Cornelius no me ha dicho nada más y creo que le repugna hacerlo, pero lo que entreveo ya en sus teorías me sume en una singular exaltación.

Lo que los arqueólogos han puesto al descubierto es una ciudad entera, una ciudad enterrada bajo las arenas de un desierto y de la que ya no quedan más que las ruinas. Pero tengo la convicción de que estas ruinas guardan un secreto prodigioso que he jurado descubrir. Esto ha de ser posible para quien sabe observar y reflexionar, cosa de la que el orangután que dirige las excavaciones no parece muy capaz. Ha acogido a Cornelius con el respeto debido a su alta situación, pero con un desdén casi apenas disimulado por su juventud y por las ideas originales que a veces emite.

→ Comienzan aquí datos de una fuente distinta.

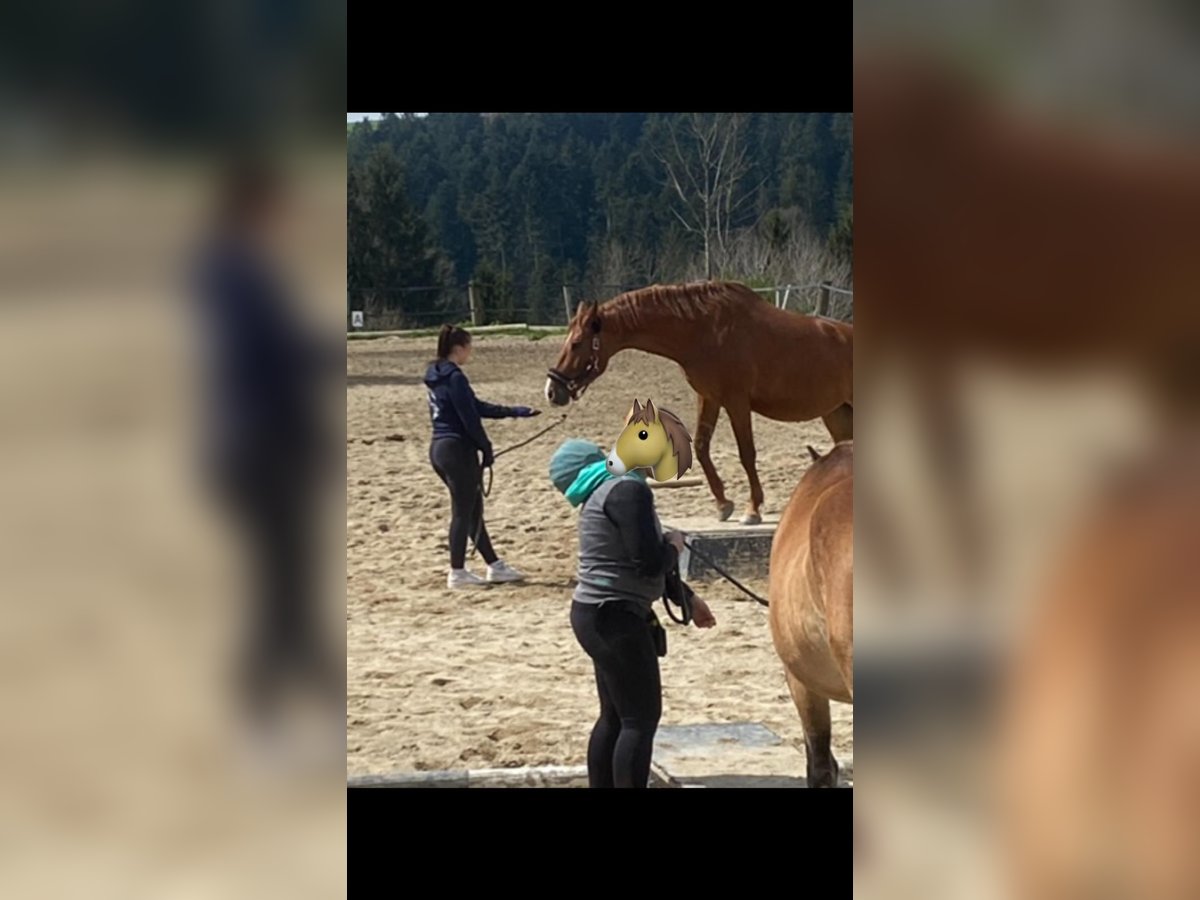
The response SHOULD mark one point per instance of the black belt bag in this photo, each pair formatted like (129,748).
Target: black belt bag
(659,634)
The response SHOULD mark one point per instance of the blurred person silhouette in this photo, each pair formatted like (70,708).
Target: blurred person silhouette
(265,447)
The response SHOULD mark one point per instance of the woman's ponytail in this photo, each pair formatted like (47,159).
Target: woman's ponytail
(449,337)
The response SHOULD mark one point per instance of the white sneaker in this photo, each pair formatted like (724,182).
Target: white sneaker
(501,571)
(461,579)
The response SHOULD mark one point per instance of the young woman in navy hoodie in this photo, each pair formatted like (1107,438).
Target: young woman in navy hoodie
(459,438)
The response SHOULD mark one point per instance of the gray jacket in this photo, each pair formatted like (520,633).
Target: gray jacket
(623,555)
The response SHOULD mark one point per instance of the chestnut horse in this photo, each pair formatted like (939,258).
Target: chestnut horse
(1101,730)
(811,598)
(737,352)
(983,234)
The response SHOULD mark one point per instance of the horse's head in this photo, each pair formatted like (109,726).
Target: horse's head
(653,438)
(642,444)
(582,358)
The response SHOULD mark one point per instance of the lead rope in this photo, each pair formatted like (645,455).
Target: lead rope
(487,491)
(724,574)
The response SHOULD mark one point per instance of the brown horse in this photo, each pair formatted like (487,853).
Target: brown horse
(737,352)
(1101,735)
(983,234)
(813,600)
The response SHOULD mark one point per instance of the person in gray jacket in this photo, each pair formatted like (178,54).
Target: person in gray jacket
(624,558)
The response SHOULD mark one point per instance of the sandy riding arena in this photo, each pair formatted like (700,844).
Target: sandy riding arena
(442,679)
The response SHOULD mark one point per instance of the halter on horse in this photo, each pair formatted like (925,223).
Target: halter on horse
(577,384)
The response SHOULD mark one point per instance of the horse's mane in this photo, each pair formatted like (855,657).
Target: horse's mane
(693,300)
(677,432)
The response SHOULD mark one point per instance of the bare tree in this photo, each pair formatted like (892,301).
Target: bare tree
(706,162)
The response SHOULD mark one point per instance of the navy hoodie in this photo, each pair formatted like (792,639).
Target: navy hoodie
(454,407)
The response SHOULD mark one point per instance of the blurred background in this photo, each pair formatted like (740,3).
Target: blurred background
(172,239)
(1027,193)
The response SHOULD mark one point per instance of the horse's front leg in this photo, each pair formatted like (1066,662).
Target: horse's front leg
(709,409)
(739,418)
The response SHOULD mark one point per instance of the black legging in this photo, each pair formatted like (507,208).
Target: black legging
(457,466)
(627,670)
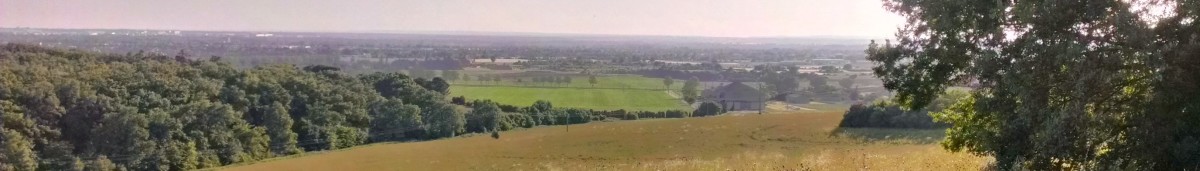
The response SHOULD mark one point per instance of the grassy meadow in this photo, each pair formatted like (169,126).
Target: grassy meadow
(779,140)
(633,93)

Hacer investigaciones entre piedras que se desmenuzan a cada gesto y arena que se hunde bajo nuestros pasos es un trabajo de benedictino. Hace ya un mes que trabajamos en ello. Zira hace tiempo que se ha marchado, pero Cornelius se obstina en prolongar su estancia. Está tan apasionado como yo, persuadido de que es aquí, entre estos vestigios del pasado, que se encuentra la solución a los grandes problemas que lo atormentan.

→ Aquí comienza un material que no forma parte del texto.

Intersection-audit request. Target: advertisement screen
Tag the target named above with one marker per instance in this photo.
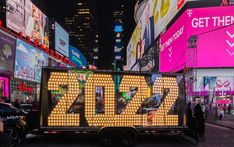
(15, 15)
(7, 52)
(77, 57)
(29, 61)
(157, 14)
(61, 40)
(212, 24)
(23, 16)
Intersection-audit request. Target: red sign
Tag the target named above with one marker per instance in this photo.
(180, 4)
(23, 87)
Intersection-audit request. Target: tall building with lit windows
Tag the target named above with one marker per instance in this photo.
(82, 28)
(118, 35)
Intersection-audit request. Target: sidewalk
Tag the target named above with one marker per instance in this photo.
(228, 122)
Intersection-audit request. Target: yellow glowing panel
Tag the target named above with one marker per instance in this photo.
(162, 112)
(107, 118)
(58, 116)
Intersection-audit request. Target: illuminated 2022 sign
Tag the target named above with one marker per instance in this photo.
(60, 117)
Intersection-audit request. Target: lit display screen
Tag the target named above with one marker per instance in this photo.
(214, 43)
(69, 96)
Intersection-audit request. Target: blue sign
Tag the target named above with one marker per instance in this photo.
(29, 61)
(118, 28)
(77, 57)
(61, 40)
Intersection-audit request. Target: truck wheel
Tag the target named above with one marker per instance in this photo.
(12, 134)
(107, 137)
(128, 137)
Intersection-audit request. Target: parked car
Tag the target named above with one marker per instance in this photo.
(14, 121)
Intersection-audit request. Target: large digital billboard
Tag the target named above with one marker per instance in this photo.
(29, 61)
(154, 19)
(215, 41)
(23, 16)
(77, 57)
(61, 40)
(7, 52)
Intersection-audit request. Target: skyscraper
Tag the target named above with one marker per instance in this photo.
(118, 23)
(82, 27)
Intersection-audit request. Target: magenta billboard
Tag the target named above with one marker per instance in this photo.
(215, 42)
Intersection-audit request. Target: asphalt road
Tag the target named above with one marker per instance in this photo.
(215, 137)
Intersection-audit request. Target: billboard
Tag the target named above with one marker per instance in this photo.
(77, 57)
(208, 24)
(157, 14)
(29, 61)
(23, 16)
(15, 15)
(61, 40)
(7, 52)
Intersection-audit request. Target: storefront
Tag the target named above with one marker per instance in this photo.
(214, 88)
(7, 57)
(24, 91)
(25, 86)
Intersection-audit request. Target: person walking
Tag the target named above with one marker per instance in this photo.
(199, 115)
(229, 109)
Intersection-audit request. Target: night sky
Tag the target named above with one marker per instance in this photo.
(58, 9)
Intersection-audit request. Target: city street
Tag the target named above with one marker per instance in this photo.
(215, 136)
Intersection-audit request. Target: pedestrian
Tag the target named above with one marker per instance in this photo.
(189, 115)
(229, 109)
(16, 104)
(199, 115)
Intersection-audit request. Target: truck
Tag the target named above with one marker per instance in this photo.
(120, 105)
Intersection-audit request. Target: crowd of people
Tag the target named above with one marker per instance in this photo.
(196, 119)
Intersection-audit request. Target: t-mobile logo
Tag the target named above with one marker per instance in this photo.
(224, 2)
(190, 12)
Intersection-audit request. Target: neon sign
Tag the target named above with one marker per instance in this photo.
(129, 117)
(23, 87)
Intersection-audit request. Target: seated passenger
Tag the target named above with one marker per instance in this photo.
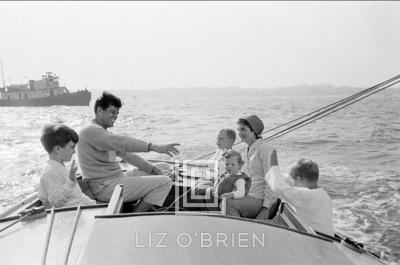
(312, 203)
(233, 184)
(58, 186)
(225, 140)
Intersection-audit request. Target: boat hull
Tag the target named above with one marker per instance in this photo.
(80, 98)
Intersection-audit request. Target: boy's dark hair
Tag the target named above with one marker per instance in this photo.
(247, 124)
(57, 134)
(305, 169)
(233, 153)
(230, 133)
(106, 100)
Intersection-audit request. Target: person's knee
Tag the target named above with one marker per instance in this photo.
(166, 181)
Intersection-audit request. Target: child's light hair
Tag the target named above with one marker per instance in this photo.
(305, 169)
(232, 153)
(230, 133)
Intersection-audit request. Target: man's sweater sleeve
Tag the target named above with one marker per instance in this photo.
(137, 161)
(102, 140)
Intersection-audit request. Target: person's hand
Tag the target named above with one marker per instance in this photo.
(168, 149)
(72, 172)
(156, 171)
(264, 214)
(274, 159)
(228, 195)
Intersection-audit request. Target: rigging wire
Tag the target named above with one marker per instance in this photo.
(329, 109)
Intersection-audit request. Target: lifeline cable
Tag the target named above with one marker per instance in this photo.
(323, 110)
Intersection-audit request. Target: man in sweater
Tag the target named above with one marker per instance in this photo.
(97, 151)
(301, 190)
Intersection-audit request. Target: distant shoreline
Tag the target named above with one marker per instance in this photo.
(306, 90)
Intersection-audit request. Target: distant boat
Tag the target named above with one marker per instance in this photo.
(44, 92)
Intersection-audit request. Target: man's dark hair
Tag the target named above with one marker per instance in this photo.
(106, 100)
(247, 124)
(57, 134)
(230, 133)
(305, 169)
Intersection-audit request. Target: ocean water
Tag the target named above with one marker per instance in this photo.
(357, 149)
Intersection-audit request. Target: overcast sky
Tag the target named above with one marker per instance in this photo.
(148, 45)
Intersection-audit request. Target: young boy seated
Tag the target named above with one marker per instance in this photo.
(233, 184)
(58, 186)
(312, 203)
(224, 141)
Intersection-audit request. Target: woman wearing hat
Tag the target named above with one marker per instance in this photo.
(260, 198)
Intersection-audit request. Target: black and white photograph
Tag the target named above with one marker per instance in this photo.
(200, 132)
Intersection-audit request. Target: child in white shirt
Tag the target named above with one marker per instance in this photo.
(312, 203)
(225, 140)
(233, 184)
(58, 186)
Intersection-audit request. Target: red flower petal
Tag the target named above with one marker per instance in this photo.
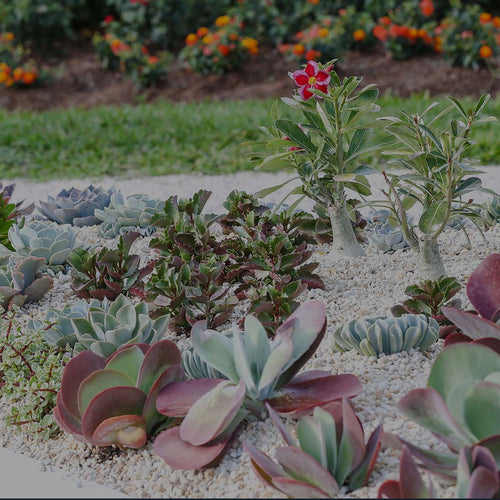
(300, 77)
(311, 68)
(323, 88)
(304, 93)
(323, 77)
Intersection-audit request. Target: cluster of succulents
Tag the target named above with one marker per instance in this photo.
(113, 401)
(103, 327)
(108, 272)
(23, 282)
(374, 336)
(256, 371)
(46, 240)
(76, 206)
(125, 214)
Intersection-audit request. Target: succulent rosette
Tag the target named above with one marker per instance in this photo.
(113, 401)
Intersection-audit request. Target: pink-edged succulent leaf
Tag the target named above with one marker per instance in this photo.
(352, 446)
(483, 287)
(264, 468)
(112, 402)
(298, 489)
(359, 477)
(179, 454)
(96, 382)
(307, 326)
(482, 409)
(176, 399)
(77, 369)
(159, 357)
(300, 398)
(427, 408)
(389, 489)
(209, 417)
(471, 324)
(287, 437)
(302, 467)
(171, 375)
(477, 473)
(66, 420)
(125, 430)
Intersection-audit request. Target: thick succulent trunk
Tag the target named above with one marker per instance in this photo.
(344, 241)
(430, 264)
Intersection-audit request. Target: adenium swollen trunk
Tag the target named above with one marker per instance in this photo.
(430, 264)
(344, 242)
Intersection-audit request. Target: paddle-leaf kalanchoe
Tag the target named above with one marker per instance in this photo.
(112, 401)
(75, 206)
(379, 335)
(132, 213)
(256, 371)
(330, 452)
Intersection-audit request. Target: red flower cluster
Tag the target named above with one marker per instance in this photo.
(312, 77)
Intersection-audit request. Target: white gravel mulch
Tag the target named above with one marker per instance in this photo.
(354, 288)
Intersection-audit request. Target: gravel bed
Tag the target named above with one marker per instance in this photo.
(354, 288)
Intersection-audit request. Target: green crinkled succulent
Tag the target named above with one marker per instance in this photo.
(43, 239)
(134, 212)
(379, 335)
(105, 326)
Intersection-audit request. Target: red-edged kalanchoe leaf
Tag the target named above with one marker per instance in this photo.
(256, 369)
(483, 288)
(477, 473)
(331, 452)
(112, 401)
(410, 484)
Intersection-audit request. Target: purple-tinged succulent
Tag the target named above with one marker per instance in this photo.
(76, 207)
(477, 473)
(483, 290)
(460, 405)
(113, 401)
(257, 371)
(410, 484)
(330, 453)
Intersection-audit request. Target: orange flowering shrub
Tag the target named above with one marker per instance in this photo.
(407, 31)
(471, 38)
(332, 36)
(218, 50)
(15, 70)
(129, 56)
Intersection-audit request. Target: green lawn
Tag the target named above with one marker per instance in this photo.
(161, 138)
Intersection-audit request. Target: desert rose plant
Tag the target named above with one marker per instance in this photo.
(436, 176)
(326, 148)
(256, 371)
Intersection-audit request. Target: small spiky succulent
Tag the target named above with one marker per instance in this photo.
(109, 272)
(379, 335)
(23, 282)
(384, 235)
(133, 213)
(330, 453)
(428, 297)
(43, 239)
(75, 206)
(104, 326)
(257, 371)
(10, 213)
(113, 401)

Es, desde luego, sorprendente lo extenso de sus conocimientos. Ante todo, ha querido verificar por sí mismo la antigüedad de la población. Los simios tienen para ello métodos comparables a los nuestros, es decir, que ponen en juego nociones profundas de química, de física y de geología. En esto, el chimpancé estuvo de acuerdo con los sabios oficiales. La ciudad era muy vieja. Tiene bastante más de diez mil años, es decir, que constituye un documento único que tiende a probar que la civilización simiesca actual no ha salido de la nada por milagro.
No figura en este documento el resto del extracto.